小説「新・人間革命」大道 46 2015年4月4日

広島に原爆が投下されて三十三年となる一九七八年(昭和五十三年)八月六日は、日曜日であった。
東京の空は、青く晴れ渡り、雲一つなかった。
山本伸一は、自宅で妻の峯子と共に、広島の原爆犠牲者を追善し、平和社会建設への誓いを込めて、勤行・唱題を行った。
気温は午前九時には、三〇度に迫っていた。
彼は、「今日も暑くなりそうだな。東北の女子部員は大丈夫だろうか」と思った。
実は、午後から、信濃町創価女子会館で、東北女子部の勤行会が開催されることになっていたのだ。
この会館は、前年十二月末に、伸一も出席して開館記念勤行会
が行われた、女子部の宝城である。館内には女子部愛唱歌「緑の栄冠」の歌碑も設置されていた。

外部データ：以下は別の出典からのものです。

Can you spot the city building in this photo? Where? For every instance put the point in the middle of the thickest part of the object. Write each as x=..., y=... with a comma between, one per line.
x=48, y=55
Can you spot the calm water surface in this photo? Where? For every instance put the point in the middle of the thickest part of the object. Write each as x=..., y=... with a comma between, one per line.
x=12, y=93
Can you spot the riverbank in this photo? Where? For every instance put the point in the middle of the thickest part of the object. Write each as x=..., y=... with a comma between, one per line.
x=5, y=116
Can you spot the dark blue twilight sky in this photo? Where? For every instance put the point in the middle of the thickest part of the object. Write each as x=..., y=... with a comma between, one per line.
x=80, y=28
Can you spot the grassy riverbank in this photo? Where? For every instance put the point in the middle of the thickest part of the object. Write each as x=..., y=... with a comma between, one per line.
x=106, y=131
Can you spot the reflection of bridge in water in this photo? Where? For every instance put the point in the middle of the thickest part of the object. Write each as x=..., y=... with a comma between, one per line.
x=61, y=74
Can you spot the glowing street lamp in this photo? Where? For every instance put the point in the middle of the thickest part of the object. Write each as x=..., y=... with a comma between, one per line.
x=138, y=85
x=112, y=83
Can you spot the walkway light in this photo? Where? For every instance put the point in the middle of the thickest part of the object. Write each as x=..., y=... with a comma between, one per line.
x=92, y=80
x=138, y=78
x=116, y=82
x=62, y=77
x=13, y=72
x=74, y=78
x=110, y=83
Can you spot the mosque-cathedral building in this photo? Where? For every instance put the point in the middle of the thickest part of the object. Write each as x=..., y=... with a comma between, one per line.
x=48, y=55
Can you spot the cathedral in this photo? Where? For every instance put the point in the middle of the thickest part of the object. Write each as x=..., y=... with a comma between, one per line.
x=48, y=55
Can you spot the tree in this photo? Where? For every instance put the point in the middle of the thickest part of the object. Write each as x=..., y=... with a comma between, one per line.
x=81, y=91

東北各県の女子部が、ここに一堂に集うのは初めてのことであり、メンバーは夜行列車などで、胸を躍らせて、東京にやって来ているにちがいない。
「同世代の女性が、ゆっくりと休んだり、遊んでいる日曜日に、求道心を燃やして、女子会館に集って来る。なんと健気で、尊いことか。長旅の疲れを吹き飛ばすような、感動と歓喜をもって、帰ってもらおう……」
伸一は、この勤行会で、「東北の歌」を発表しようと思い、歌の制作に取り組んだ。
関西、中国、四国、九州、中部、東京に次ぐ、方面の歌である。
「東北の歌」は、数日前から歌詞を作り始め、曲もある程度、出来上がっていたが、まだまだ納得のいくものではなかった。
全精魂を注いで歌詞を練り続けた。
彼は、「東北」というと、五四年(同二十九年)四月二十五日、仙台を訪れた戸田城聖と共に、青葉城址に立った日のことが忘れられなかった。
市街を一望しながら、戸田は語った。
「学会は、人材をもって城となすのだ!」
それは、伸一をはじめ、東北の同志の、「必ず不滅の人材城を築き、広布推進の力になってまいります」との永遠の誓いとなった。